Schumer, Gillibrand Announce Town Of Keene To Receive More Than $3.4 Million In FEMA Funds To Upgrade Flood-Prone Bridge Over East Branch Ausable River
Town of Keene in Essex County to Use Funds to Upgrade Bridge to Maintain Vital Transit Link During Emergencies, Enhance Resiliency & Protect Area from Future Flooding
Today, U.S. Senators Charles E. Schumer and Kirsten Gillibrand announced $3,472,000 in federal funding for the Town of Keene in Essex County to upgrade and scour the flood-prone bridge over the East Branch Ausable River on Route 73. These funds, which are being awarded as part of the Federal Emergency Management Agency’s (FEMA) Hazard Mitigation Grant Program (HMGP) will cover 100 percent of the cost for the project. The funds will allow the county to improve the Route 73 bridge over the Ausable River to ensure it is protected against future threats from flooding.
“It is not enough to simply rebuild and repair; we must also prepare ourselves for the next storm and the next potential flood. That’s exactly what this federal grant will do, helping to lower the risk of flood damage to this key bridge on Route 73,” said Senator Schumer. “These much-needed federal funds will help Essex County and the Town of Keene to scour this flood-prone bridge and upgrade surrounding structures to be more resilient in the face of future storms.”

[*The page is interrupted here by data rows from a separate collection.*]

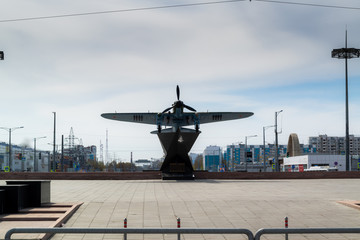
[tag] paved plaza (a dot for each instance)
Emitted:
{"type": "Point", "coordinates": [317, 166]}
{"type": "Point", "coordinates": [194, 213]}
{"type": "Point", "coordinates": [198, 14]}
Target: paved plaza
{"type": "Point", "coordinates": [250, 204]}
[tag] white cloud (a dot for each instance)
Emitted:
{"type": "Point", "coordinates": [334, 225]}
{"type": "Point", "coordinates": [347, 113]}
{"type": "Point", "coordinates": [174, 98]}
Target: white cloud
{"type": "Point", "coordinates": [233, 57]}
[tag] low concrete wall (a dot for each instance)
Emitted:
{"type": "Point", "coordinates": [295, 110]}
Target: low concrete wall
{"type": "Point", "coordinates": [275, 175]}
{"type": "Point", "coordinates": [157, 175]}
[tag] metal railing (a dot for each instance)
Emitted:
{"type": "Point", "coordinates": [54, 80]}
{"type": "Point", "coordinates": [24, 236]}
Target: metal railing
{"type": "Point", "coordinates": [127, 231]}
{"type": "Point", "coordinates": [263, 231]}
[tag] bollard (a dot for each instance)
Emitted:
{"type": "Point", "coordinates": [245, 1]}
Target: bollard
{"type": "Point", "coordinates": [178, 225]}
{"type": "Point", "coordinates": [286, 226]}
{"type": "Point", "coordinates": [125, 226]}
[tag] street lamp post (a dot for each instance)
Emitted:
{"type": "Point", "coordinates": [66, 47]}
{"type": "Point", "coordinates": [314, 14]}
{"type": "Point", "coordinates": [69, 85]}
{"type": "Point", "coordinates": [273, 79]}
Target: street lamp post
{"type": "Point", "coordinates": [35, 159]}
{"type": "Point", "coordinates": [54, 152]}
{"type": "Point", "coordinates": [246, 137]}
{"type": "Point", "coordinates": [10, 149]}
{"type": "Point", "coordinates": [346, 53]}
{"type": "Point", "coordinates": [264, 128]}
{"type": "Point", "coordinates": [277, 166]}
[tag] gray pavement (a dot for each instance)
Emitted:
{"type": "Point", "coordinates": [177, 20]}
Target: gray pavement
{"type": "Point", "coordinates": [250, 204]}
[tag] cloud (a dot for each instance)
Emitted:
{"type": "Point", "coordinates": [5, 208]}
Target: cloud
{"type": "Point", "coordinates": [256, 56]}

“New York families and businesses need access to safe, reliable transportation infrastructure,” said Senator Gillibrand. “This investment will help Essex County and the Town of Keene strengthen the bridge over East Branch Ausable River and help protect the bridge in the event of future flooding.”
The federal disaster law of FEMA's Hazard Mitigation Grant Program written under Section 404 of the Stafford Act states that supplements will be given to allow states and localities to implement long-term resiliency measures after a major disaster. These grants protect the lives of residents and valued properties that may be harmed by natural disasters. Infrastructure protective measures are necessary to ensure our towns and cities can recover and maintain functionality after a disaster.